A Quiet Place

Cover Image: A Quiet Place

A master crime writer… Seicho Matsumoto’s thrillers dissect Japanese society. - The New York Times Book Review

"A stellar psychological thriller with a surprising and immensely satisfying resolution that flows naturally from the book’s complex characterizations.Readers will agree that Matsumoto (1909 - 1992) deserves his reputation as Japan’s Georges Simenon.-Publishers Weekly.
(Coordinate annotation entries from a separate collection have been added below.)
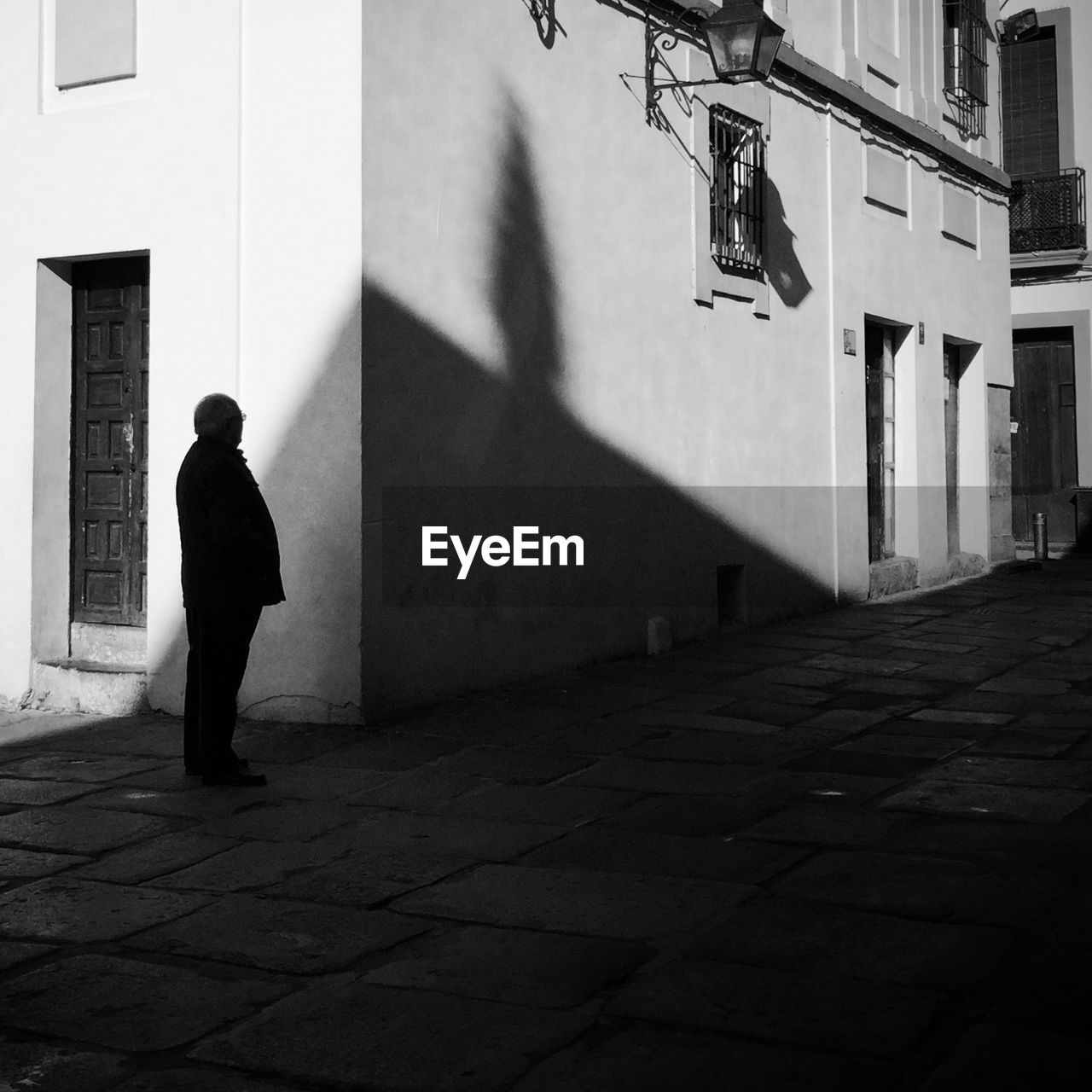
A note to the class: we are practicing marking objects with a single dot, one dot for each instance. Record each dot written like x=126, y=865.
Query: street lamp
x=743, y=41
x=741, y=38
x=1021, y=26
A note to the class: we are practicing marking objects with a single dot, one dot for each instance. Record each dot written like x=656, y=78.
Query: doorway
x=109, y=441
x=1044, y=444
x=951, y=444
x=880, y=438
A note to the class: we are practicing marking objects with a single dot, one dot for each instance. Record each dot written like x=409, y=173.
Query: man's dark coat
x=229, y=547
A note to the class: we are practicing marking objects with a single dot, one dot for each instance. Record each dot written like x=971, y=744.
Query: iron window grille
x=966, y=50
x=1046, y=212
x=736, y=194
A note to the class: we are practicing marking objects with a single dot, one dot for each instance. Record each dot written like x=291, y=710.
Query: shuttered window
x=1030, y=105
x=96, y=41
While on a business trip to Kobe, Tsuneo Asai receives the news that his wife Eiko has died of a heart attack. Eiko had a heart condition so the news of her death wasn’t totally unexpected. But the circumstances of her demise left Tsuneo, a softly-spoken government bureaucrat, perplexed. How did it come about that his wife - who was shy and withdrawn, and only left their house twice a week to go to haiku meetings - ended up dead in a small shop in a shady Tokyo neighborhood?

When Tsuneo goes to apologize to the boutique owner for the trouble caused by his wife’s death he discovers the villa Tachibana near by, a house known to be a meeting place for secret lovers. As he digs deeper into his wife’s recent past, he must eventually conclude that she led a double life…

Seicho Matsumoto was Japan’s most successful thriller writer. His first detective novel, Points and Lines, sold over a million copies in Japan. Vessel of Sand, published in English as Inspector Imanishi Investigates in 1989, sold over four million copies and became a movie box-office hit.